Interior of StorageTek tape library at NERSC.
Interior of StorageTek tape library at NERSC. (source: By Derrick Coetzee on Wikimedia Commons.)

I lead the Data and Analytics group at National Energy Research Scientific Computing Center (NERSC), Lawrence Berkeley National Lab's supercomputing center. In this role, I track the frontier of scientific problems that require big data analytics solutions. More than 6,000 users employ NERSC's supercomputing platforms to tackle problems across the sciences, ranging in scale from astronomical to organismal, from molecular all the way down to subatomic physics. Typical data set sizes range from 100 gigabytes to petabytes.
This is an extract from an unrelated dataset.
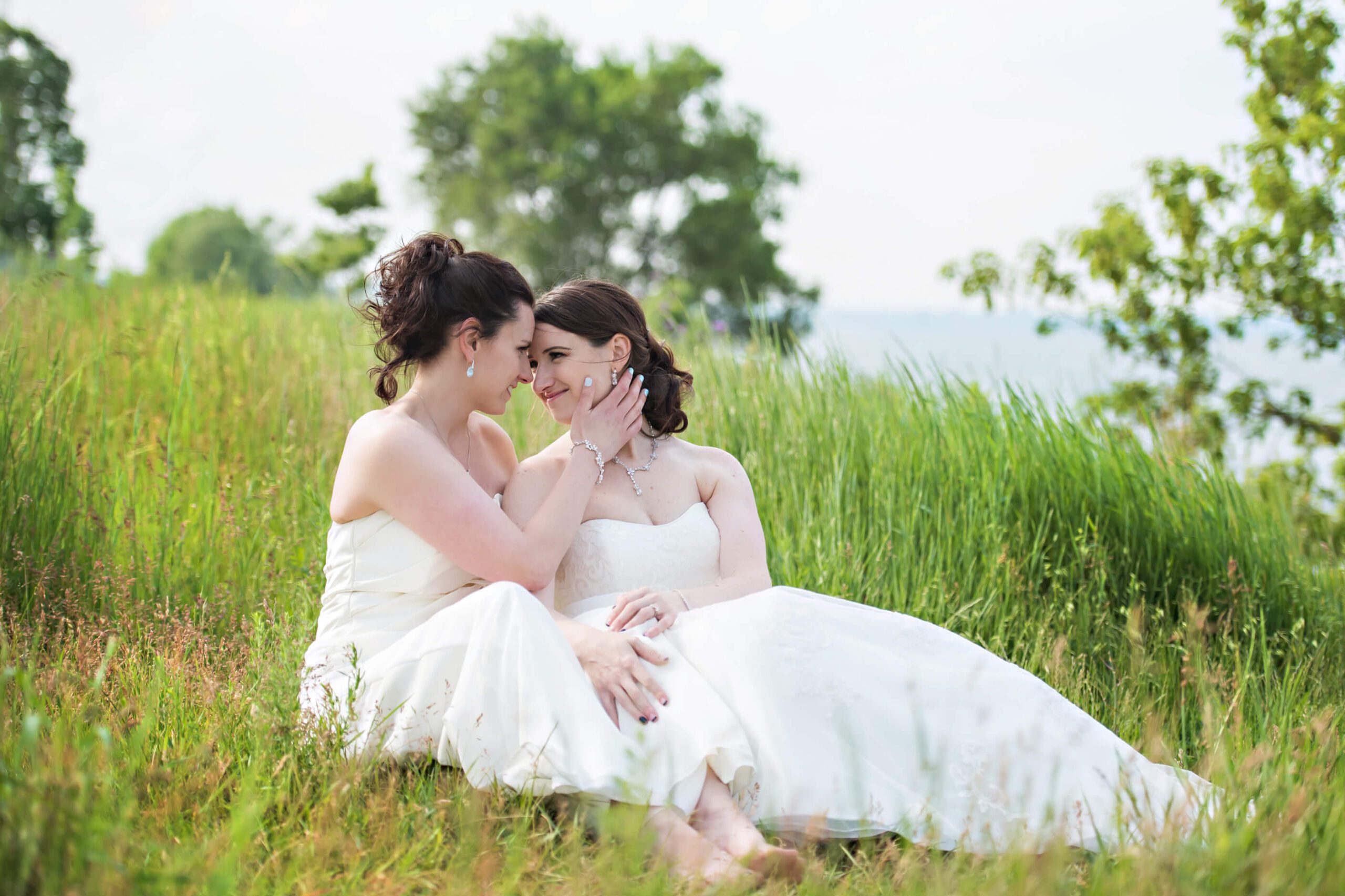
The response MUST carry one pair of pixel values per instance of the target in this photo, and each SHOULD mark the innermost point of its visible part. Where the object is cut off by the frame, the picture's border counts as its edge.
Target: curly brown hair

While NERSC has state-of-the-art computational and storage resources to handle the logistics, the real challenge is in determining scalable analytics methods and software frameworks. In this post, my science collaborators and I have commented on the top problems in scientific data analytics, with the hope of inviting the broader data science community to participate in their ongoing scientific research endeavors.
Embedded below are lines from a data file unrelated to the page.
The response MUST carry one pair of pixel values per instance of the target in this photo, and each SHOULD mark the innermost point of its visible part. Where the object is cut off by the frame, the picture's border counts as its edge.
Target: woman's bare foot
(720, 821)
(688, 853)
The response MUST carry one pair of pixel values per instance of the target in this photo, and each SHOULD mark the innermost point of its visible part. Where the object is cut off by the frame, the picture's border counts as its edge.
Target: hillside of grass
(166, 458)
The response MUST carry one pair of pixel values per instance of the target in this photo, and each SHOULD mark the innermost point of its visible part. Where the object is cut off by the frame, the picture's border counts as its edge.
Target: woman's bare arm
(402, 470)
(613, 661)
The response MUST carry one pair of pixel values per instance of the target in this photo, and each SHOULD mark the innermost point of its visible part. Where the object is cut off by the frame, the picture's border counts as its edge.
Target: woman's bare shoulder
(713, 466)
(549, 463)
Problem 1: Creating a catalog of all objects in the universe

The Milky Way from Chile's Paranal Observatory.
The Milky Way is shown at Chile's Paranal Observatory, the world's most advanced ground-based astronomical observatory. Source: European Southern Observatory / John Colosimo, on Flickr.

Each day, telescopes around the world collect image data sets in the form of "sky surveys." These data sets contain valuable information about the location and structure of a large number of objects in the universe, including stars, galaxies, and quasars. Unfortunately, these data sets are not easy to access or share among scientists.

A collaboration of astrophysicists, statisticians, and computer scientists at Lawrence Berkeley National Laboratory are developing a new, fully generative model of the universe — termed Celeste — that seeks to solve what they believe to be the largest graphical model problem in science. Using stochastic variational inference (a highly scalable algorithm) and distributed MCMC inference for large graphical models, the Celeste project aims to create a unified catalog of all celestial bodies in the visible universe. This means inferring O(100B) parameters from some 500 terabytes of image data, or about one trillion pixels.

Primary collaborators: David Schlegel (LBNL), Jon McAuliffe (UC Berkeley), and Ryan Adams (Harvard).

Problem 2: Determining the fundamental constants of cosmology

Simulation of the universe.
Simulation of the universe by the NyX code, which is used for large-scale cosmological simulations on massively parallel machines. Source: Visualization by Prabhat and Burlen Loring, LBNL, used with permission.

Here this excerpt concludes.